13 Jul 2016

A Leader in the Chalet School (by Elinor M Brent-Dyer)

A Leader in the Chalet School by Elinor M Brent-Dyer
(Amazon UK link)
In my gradual re-reading of the entire Chalet School series by Elinor M Brent-Dyer, I feel as if I’m on the last stretch now. I’ve just finished the 45th (according to the hardback numbering) out of the original 58. That means they’re less familiar to me. As a child I re-read the first twenty or so, which were at my grandparents’ house, most summers. I then took the later ones out of my secondary school library, one or two at a time, in my teens. My mother then started collecting them, and I dipped into some of them now and again… eventually acquiring the entire set from her.

A Leader in the Chalet School follows directly after Ruey Richardson - Chaletian which I read a few months ago. My edition of this is the Armada paperback, but according to experts, although there are frequent cuts in the text, they are all minor. So there are no vast missing sections, and thus no real reason to look for a hardback or a ‘Girls Gone By’ edition.

Jack Lambert is the new girl in this book; niece of Gay Lambert, of ‘Gay from China…’, and a tomboy who hates her full name of Jacynth, Jack has longed to come to the Chalet School for some years, but when finally there, aged 11, she finds herself rather hemmed in by rules and regulations. She’s a likeable, scrupulously honest girl but full of curiosity and mischief.

Len Maynard, oldest of Joey’s long family by a few minutes, takes Jack under her wing. We’re told rather too often in this book that Len is taking on the mantle of both her mother and Mary-Lou, something that can easily be seen, but Len does it in her own style and her character emerges quite nicely in this book.
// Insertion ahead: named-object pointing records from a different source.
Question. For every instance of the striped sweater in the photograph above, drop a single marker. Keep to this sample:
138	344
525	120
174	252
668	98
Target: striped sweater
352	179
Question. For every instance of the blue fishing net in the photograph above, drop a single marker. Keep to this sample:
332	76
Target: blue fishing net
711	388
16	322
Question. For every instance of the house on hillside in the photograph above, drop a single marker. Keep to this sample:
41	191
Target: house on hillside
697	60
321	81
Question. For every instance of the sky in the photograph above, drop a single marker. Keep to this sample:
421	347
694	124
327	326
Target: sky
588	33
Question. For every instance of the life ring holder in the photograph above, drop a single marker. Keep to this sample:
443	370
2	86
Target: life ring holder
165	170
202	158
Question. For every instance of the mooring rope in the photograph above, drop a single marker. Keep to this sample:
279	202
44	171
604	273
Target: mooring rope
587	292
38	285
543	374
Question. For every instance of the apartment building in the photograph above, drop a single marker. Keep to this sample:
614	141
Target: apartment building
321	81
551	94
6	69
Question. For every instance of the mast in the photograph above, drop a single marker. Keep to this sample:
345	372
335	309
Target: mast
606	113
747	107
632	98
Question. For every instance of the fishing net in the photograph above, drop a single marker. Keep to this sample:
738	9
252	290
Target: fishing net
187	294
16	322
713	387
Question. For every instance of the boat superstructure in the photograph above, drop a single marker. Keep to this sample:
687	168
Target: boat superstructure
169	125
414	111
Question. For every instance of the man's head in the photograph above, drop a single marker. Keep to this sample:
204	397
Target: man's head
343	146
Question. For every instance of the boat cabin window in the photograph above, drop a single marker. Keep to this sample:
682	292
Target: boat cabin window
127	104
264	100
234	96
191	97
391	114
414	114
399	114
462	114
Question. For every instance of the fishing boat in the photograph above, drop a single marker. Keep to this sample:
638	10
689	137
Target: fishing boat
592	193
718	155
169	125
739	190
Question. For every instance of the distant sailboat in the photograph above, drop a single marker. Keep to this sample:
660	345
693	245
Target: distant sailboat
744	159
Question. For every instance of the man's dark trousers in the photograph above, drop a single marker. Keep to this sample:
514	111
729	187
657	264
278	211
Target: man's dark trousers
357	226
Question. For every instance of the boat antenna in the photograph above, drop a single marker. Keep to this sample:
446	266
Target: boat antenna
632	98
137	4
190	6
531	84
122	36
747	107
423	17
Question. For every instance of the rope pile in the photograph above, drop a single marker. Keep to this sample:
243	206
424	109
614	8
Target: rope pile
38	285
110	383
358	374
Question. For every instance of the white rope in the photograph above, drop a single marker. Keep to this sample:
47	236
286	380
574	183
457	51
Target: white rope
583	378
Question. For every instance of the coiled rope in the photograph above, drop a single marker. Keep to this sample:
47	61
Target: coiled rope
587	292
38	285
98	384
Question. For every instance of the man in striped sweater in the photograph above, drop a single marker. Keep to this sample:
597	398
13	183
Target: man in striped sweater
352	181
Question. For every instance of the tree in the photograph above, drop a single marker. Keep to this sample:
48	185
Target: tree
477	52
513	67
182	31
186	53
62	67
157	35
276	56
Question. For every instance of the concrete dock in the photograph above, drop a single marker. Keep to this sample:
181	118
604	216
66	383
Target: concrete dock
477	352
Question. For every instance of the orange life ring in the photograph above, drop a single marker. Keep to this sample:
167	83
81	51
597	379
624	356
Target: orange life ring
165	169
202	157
She’s quite mature for fifteen, taking on responsibility naturally, and accepting Jack’s questions with - for the most part - fortitude and humour.

The book follows the usual classroom anecdotes and entertainments, enlivened by Jack’s determination to play tricks on her classmates and even the staff, although she eventually learns that this kind of thing is not encouraged at the Chalet School. Jack is a good character and is quickly adopted as a friend by some of her classmates, much to the consternation of another girl who decides she doesn’t like Jack at all…

It’s a quick read, more so because of being the paperback, and I liked it rather more than some of the recent ones I’ve read. In a couple of places I almost laughed aloud at some of the things that happened, or the way somebody spoke. I was mildly frustrated by an odd continuity error: Len’s triplet Margot, in an early chapter, is said to be singing the part of the Fairy Queen in the St Mildred’s pantomime; but when the pantomime is performed (happily without a blow-by-blow account) and then discussed by the triplets afterwards, there is no mention of Margot’s having been in it.

But overall, I enjoyed it very much. It must be twenty years or more since I last read it, and I had entirely forgotten the storyline.

Not currently in print but sometimes available second-hand.